Changes during the 200 m

Acceleration and phase overlap data were consistent and were not affected by fatigue developed during the race. Velocity variables generally decreased in all phases during the course of the 200 m. This was expected and in line with data for full SCs in other studies (Figueiredo, Kjendlie, et al., 2012). Swimmers extended the underwater part of the SC during the course of the race, by spending slightly more time pushing and slightly less time recovering. Figueiredo, Sanders, et al., (2012). also reported that recovery duration decreased in the later stages of a 200 m swim. The corresponding increase in the underwater part of the stroke in that study, however, was observed primarily in the entry and pull phases. The longer duration of the underwater phase may be related to the sub-maximal arm fatigue that has been reported in 200 m events (Figueiredo et al., 2013), which S. G. Psycharakis & Yanai, (2018) suggested that may cause the slower underwater movement of the arms during the later stages of this event.
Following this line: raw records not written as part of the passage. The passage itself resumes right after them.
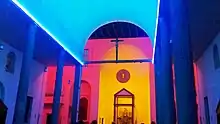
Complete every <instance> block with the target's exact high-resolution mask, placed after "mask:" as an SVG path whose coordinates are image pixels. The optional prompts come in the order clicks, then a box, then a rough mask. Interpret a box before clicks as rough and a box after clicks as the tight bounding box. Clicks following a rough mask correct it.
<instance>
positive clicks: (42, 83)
mask: <svg viewBox="0 0 220 124" xmlns="http://www.w3.org/2000/svg"><path fill="white" fill-rule="evenodd" d="M3 45H4V50H3V51H0V81H1V82H2V83H3V85H4V87H5V97H4V98H5V99H4V102H5V104H6V105H7V107H8V114H7V119H6V124H12V120H13V115H14V107H15V101H16V94H17V87H18V83H19V77H20V70H21V63H22V53H21V52H20V51H18V50H16V49H14V48H13V47H11V46H9V45H7V44H5V43H3ZM9 52H14V53H15V54H16V63H15V67H16V68H15V72H14V74H11V73H8V72H6V71H5V64H6V56H7V54H8V53H9ZM32 63H33V64H32V65H33V66H32V69H31V77H30V86H29V92H28V95H29V96H32V97H33V106H32V113H31V119H30V121H31V122H30V123H31V124H37V120H38V116H39V115H38V114H40V113H41V111H42V107H43V106H42V102H41V101H42V98H43V97H42V94H44V84H45V83H44V82H45V80H46V73H44V68H45V66H44V65H42V64H40V63H38V62H37V61H34V60H33V61H32Z"/></svg>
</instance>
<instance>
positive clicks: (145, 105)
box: [98, 44, 151, 123]
mask: <svg viewBox="0 0 220 124" xmlns="http://www.w3.org/2000/svg"><path fill="white" fill-rule="evenodd" d="M128 50H129V52H128ZM119 53H120V57H119V59H125V60H126V59H138V58H146V55H145V54H144V53H143V52H142V51H141V50H140V49H139V48H137V47H135V46H133V45H129V44H122V45H121V46H120V49H119ZM103 59H104V60H109V59H110V60H112V59H115V47H113V48H111V49H109V50H108V51H107V52H106V54H105V56H104V58H103ZM121 69H126V70H127V71H128V72H129V73H130V79H129V80H128V81H127V82H126V83H120V82H119V81H118V80H117V78H116V75H117V72H119V71H120V70H121ZM150 81H151V80H150V63H135V64H134V63H126V64H124V63H123V64H103V65H101V67H100V84H99V106H98V118H99V119H98V120H99V121H100V118H104V122H105V123H111V122H112V121H113V120H112V117H113V116H114V113H113V111H114V110H113V109H114V106H113V105H114V94H115V93H117V92H118V91H119V90H121V89H122V88H126V89H127V90H129V91H130V92H131V93H132V94H134V99H135V101H134V103H135V108H134V110H135V111H134V119H135V122H137V123H150V121H151V105H150V104H151V95H150ZM124 104H126V103H124ZM106 106H108V107H106ZM135 122H134V123H135Z"/></svg>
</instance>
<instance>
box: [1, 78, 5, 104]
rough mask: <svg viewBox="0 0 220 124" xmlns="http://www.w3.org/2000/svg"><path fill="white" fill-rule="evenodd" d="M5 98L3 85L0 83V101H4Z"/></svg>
mask: <svg viewBox="0 0 220 124" xmlns="http://www.w3.org/2000/svg"><path fill="white" fill-rule="evenodd" d="M4 98H5V87H4V85H3V83H2V82H1V81H0V99H1V100H2V101H4Z"/></svg>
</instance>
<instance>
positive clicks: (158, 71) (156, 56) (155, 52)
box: [154, 35, 163, 124]
mask: <svg viewBox="0 0 220 124" xmlns="http://www.w3.org/2000/svg"><path fill="white" fill-rule="evenodd" d="M154 57H155V58H154V69H155V91H156V93H155V96H156V121H157V124H161V123H162V120H163V113H162V112H163V110H162V109H163V107H162V103H161V97H163V96H162V94H161V93H160V91H161V82H162V80H161V47H160V40H159V35H157V42H156V48H155V56H154Z"/></svg>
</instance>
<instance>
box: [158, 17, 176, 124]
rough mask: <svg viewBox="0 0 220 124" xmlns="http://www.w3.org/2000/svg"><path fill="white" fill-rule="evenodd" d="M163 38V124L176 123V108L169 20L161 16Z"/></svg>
mask: <svg viewBox="0 0 220 124" xmlns="http://www.w3.org/2000/svg"><path fill="white" fill-rule="evenodd" d="M159 26H160V27H159V30H160V38H161V39H160V40H161V79H162V82H161V83H162V84H161V90H162V91H163V93H162V94H164V96H163V97H162V103H163V104H162V106H163V109H164V111H163V112H164V113H163V115H164V120H163V123H162V124H176V109H175V101H174V84H173V70H172V54H171V43H170V35H169V29H168V23H167V20H166V19H165V18H164V17H160V18H159Z"/></svg>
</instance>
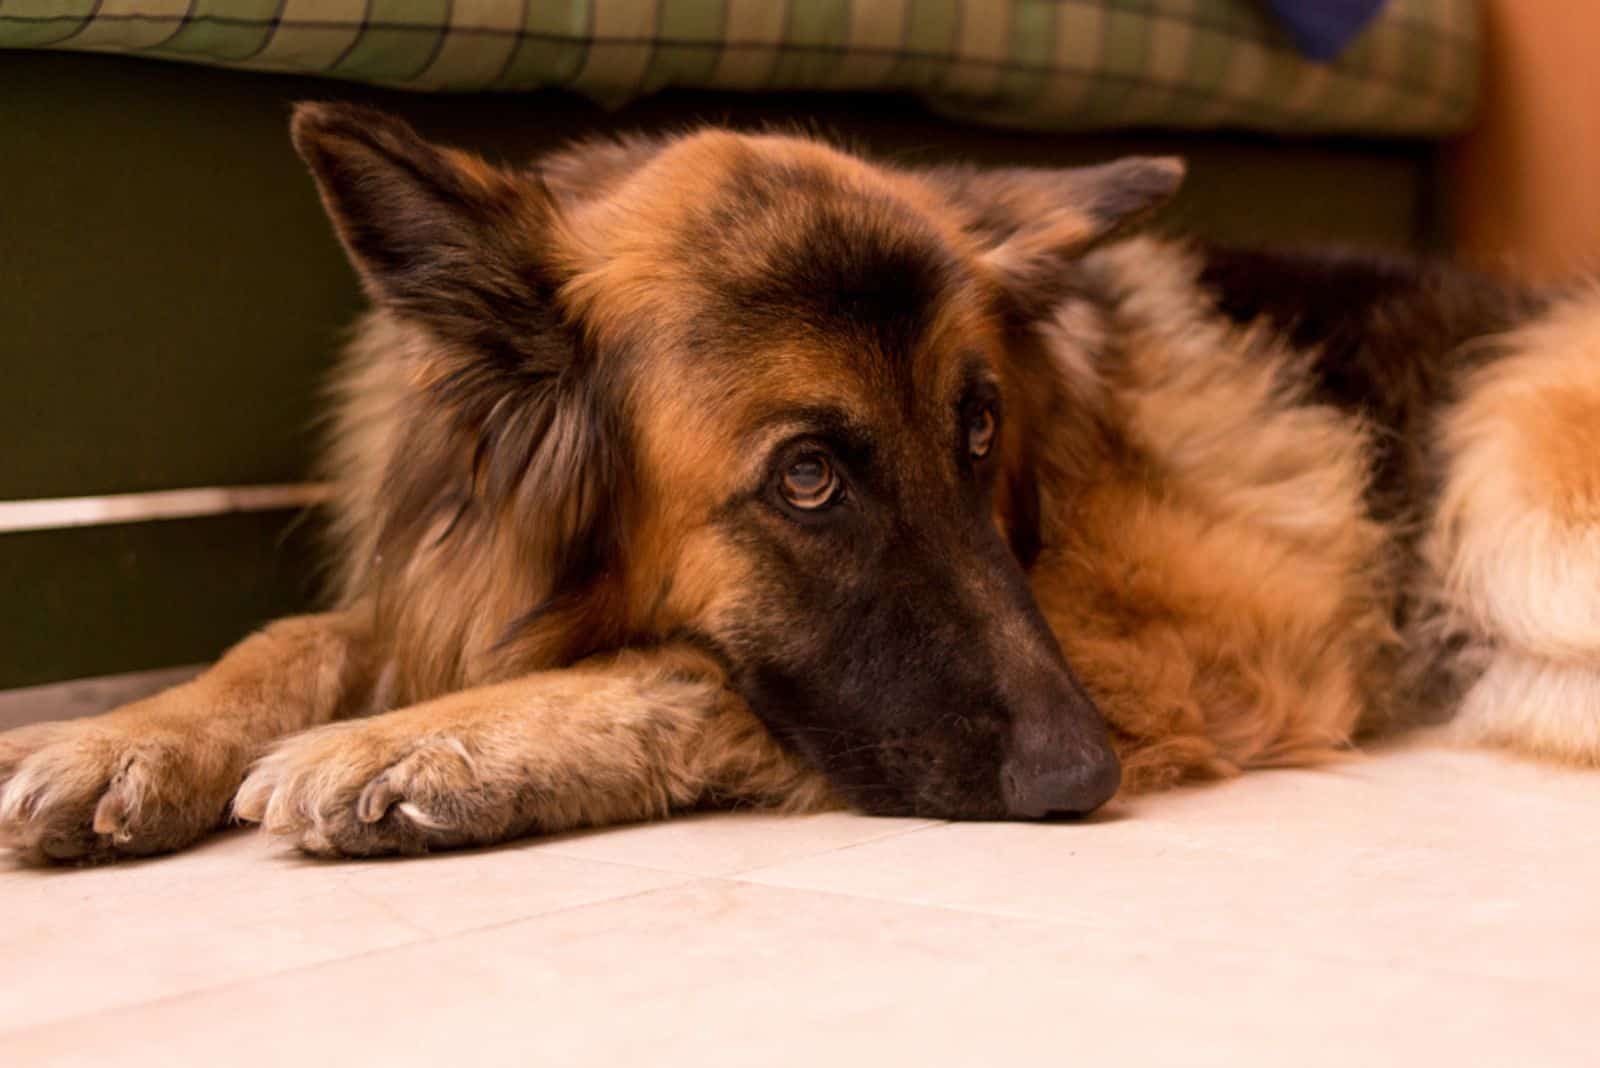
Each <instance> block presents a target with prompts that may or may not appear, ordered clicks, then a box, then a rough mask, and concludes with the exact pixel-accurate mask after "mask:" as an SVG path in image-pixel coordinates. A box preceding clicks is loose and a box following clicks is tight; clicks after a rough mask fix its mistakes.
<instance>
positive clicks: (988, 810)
mask: <svg viewBox="0 0 1600 1068" xmlns="http://www.w3.org/2000/svg"><path fill="white" fill-rule="evenodd" d="M293 137H294V145H296V149H298V150H299V153H301V155H302V157H304V160H306V163H307V165H309V166H310V171H312V174H314V176H315V179H317V185H318V189H320V192H322V198H323V203H325V205H326V209H328V214H330V216H331V219H333V225H334V229H336V230H338V235H339V238H341V241H342V243H344V248H346V249H347V251H349V256H350V259H352V262H354V265H355V269H357V272H358V273H360V278H362V281H363V283H365V288H366V291H368V294H370V296H371V301H373V305H374V310H373V312H371V313H370V315H368V317H366V318H365V321H363V323H362V325H360V326H358V329H357V333H355V337H354V342H352V344H350V347H349V353H347V358H346V363H344V366H342V371H341V373H339V377H338V384H336V406H334V420H333V433H331V446H330V449H328V454H326V473H328V478H330V480H331V481H333V483H334V486H336V492H334V497H336V499H334V523H333V540H334V553H333V558H334V561H336V585H338V592H336V598H334V604H336V606H338V608H334V609H333V611H328V612H325V614H318V616H304V617H296V619H285V620H280V622H275V624H272V625H270V627H267V628H266V630H262V632H259V633H256V635H253V636H250V638H246V640H245V641H243V643H240V644H238V646H235V648H234V649H232V651H230V652H229V654H227V656H226V657H224V659H222V660H221V662H219V664H218V665H216V667H213V668H211V670H210V671H206V673H205V675H202V676H198V678H197V679H195V681H190V683H187V684H184V686H179V687H176V689H171V691H168V692H165V694H160V695H157V697H152V699H149V700H142V702H139V703H134V705H130V707H125V708H120V710H117V711H112V713H109V715H104V716H98V718H91V719H82V721H74V723H59V724H54V723H53V724H38V726H30V727H22V729H19V731H13V732H10V734H3V735H0V783H3V793H0V830H3V833H5V836H6V839H8V841H10V844H11V847H13V849H16V851H18V852H19V854H21V855H22V857H24V859H32V860H83V859H109V857H118V855H138V854H154V852H162V851H171V849H178V847H181V846H186V844H189V843H192V841H195V839H197V838H200V836H202V835H205V833H206V831H210V830H213V828H216V827H218V825H221V823H222V822H224V820H227V819H229V817H230V815H232V817H234V819H238V820H248V822H258V823H261V825H264V827H266V828H267V830H269V831H272V833H274V835H282V836H285V838H286V839H290V841H293V843H294V844H298V846H299V847H301V849H306V851H309V852H312V854H333V855H373V854H394V852H402V854H406V852H419V851H427V849H438V847H451V846H478V844H486V843H498V841H502V839H507V838H512V836H518V835H528V833H539V831H557V830H563V828H573V827H586V825H600V823H610V822H618V820H643V819H656V817H664V815H667V814H670V812H675V811H680V809H686V807H694V806H717V804H723V806H726V804H765V806H779V807H784V809H792V811H803V809H816V807H819V806H834V804H846V806H853V807H856V809H859V811H862V812H869V814H893V815H923V817H946V819H1040V817H1051V815H1082V814H1088V812H1091V811H1094V809H1098V807H1099V806H1102V804H1104V803H1106V801H1109V799H1110V798H1112V796H1114V795H1117V793H1118V790H1123V791H1133V790H1150V788H1157V787H1168V785H1171V783H1178V782H1184V780H1197V779H1208V777H1218V775H1230V774H1235V772H1238V771H1242V769H1250V767H1261V766H1282V764H1309V763H1314V761H1323V759H1328V758H1333V756H1336V755H1339V753H1342V751H1346V750H1347V748H1349V745H1350V742H1352V737H1357V732H1358V731H1362V729H1376V727H1382V726H1386V724H1394V723H1397V721H1400V719H1403V718H1411V716H1418V715H1426V716H1432V715H1448V716H1451V718H1453V719H1454V729H1456V731H1458V732H1459V734H1461V735H1462V737H1467V739H1474V740H1482V742H1490V743H1502V745H1510V747H1514V748H1520V750H1523V751H1528V753H1534V755H1544V756H1550V758H1560V759H1566V761H1571V763H1587V764H1595V763H1600V294H1595V293H1594V291H1570V293H1566V291H1525V289H1518V288H1515V286H1510V285H1506V283H1499V281H1490V280H1486V278H1480V277H1475V275H1470V273H1466V272H1462V270H1456V269H1450V267H1445V265H1427V264H1413V262H1402V261H1394V262H1390V261H1376V259H1368V257H1350V256H1347V257H1333V259H1330V257H1309V256H1278V254H1264V253H1242V251H1226V249H1208V248H1202V246H1197V245H1186V243H1170V241H1160V240H1155V238H1150V237H1139V235H1131V233H1130V227H1133V225H1134V224H1136V222H1138V221H1141V219H1142V217H1144V216H1146V214H1147V213H1149V211H1152V209H1154V208H1157V206H1158V205H1160V203H1162V201H1165V200H1166V198H1168V197H1170V195H1171V193H1173V192H1174V190H1176V189H1178V185H1179V181H1181V177H1182V165H1181V163H1179V161H1176V160H1166V158H1130V160H1122V161H1117V163H1109V165H1104V166H1093V168H1082V169H974V168H966V166H934V168H926V169H906V168H898V166H886V165H877V163H870V161H866V160H862V158H858V157H856V155H851V153H846V152H842V150H837V149H834V147H829V145H824V144H819V142H818V141H813V139H806V137H790V136H776V134H762V136H749V134H736V133H728V131H722V130H704V131H698V133H691V134H683V136H669V137H659V139H632V141H618V142H592V144H581V145H578V147H573V149H570V150H565V152H558V153H555V155H552V157H549V158H544V160H541V161H539V163H538V165H536V166H531V168H526V169H506V168H499V166H491V165H488V163H485V161H483V160H480V158H475V157H472V155H467V153H464V152H458V150H451V149H443V147H435V145H432V144H427V142H426V141H422V139H421V137H418V134H416V133H413V130H411V128H408V126H406V125H405V123H402V122H398V120H395V118H390V117H387V115H382V114H376V112H371V110H363V109H357V107H350V106H302V107H301V109H299V110H298V112H296V115H294V122H293Z"/></svg>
Correlations with performance

There was no evidence in the present study to suggest that acceleration or phase overlap patterns are linearly linked to performance. There were several positive correlations between performance and velocity variables, for all SC phases and throughout the 200 m, suggesting that phase velocities are good performance predictors. This was expected and in agreement with Figueiredo, Kjendlie, et al., (2012), who reported that maximum and minimum velocity data for the full SCs were positively associated to performance. The only other variable associated with performance was the pull phase duration, with faster swimmers spending less time in the pull phase, albeit this correlation was only observed in SC3. Considering that the pull phase ends when the finger is at the same vertical position as the shoulder, a “dropped elbow,” which is an indication of poorer technique (Arellano et al., 2003), may lengthen the duration of the pull phase. The dropped elbow has been reported to be a common error for slower swimmers in qualitative studies (Arellano et al., 2003), and may be associated with the longer duration of their pull phases.

Conclusion

Contrary to previous assumptions, the entry phase of each arm is not an overall resistive phase for the whole body. It is mostly propulsive for the whole body when overlapping with pull/push phases of the opposite arm, and only resistive toward its end, when it overlaps with the opposite arm’s recovery. The pull phase of each arm was overall not clearly propulsive or resistive for the whole body, perhaps because it overlapped predominantly with the opposite arm’s recovery, and it was the slowest phase of the SC. The push phase of each arm was often propulsive for the whole body, and together with the entry are the fastest phases of the SC. The recovery phase was mostly resistive for the whole body, except for a short period when overlapping with opposite arm’s push phase. Velocity was faster in SC1, and there were positive correlations between the velocities reached at each of the four phases and swimming performance. There were no other changes in variables during the 200 m, or significant correlations with performance. The marked deceleration during recovery suggests that swimmers should minimize the time spent recovering the arms. It may be possible that performing the catch slightly earlier in the entry phase (reducing entry phase duration by about a quarter) would avoid the overlap with the recovery of the opposite arm and could improve performance. However, the effects of such a change on technique and performance have to be tested experimentally before any recommendations for changes are made to swimmers. Overall, testing more swimmers, comparing groups of swimmers with distinctly different performance levels, and including on shorter and longer races than 200 m front crawl, would be helpful in confirming and generalizing the findings of the present study.

Ethics approval

The present study was approved by the ethics committee of the Institute of Sport, Physical Education & Health Sciences (University of Edinburgh).

Disclosure statement

No potential conflict of interest was reported by the author(s).

Additional information

Funding

This study was partially supported financially by Greece’s State Scholarships Foundation.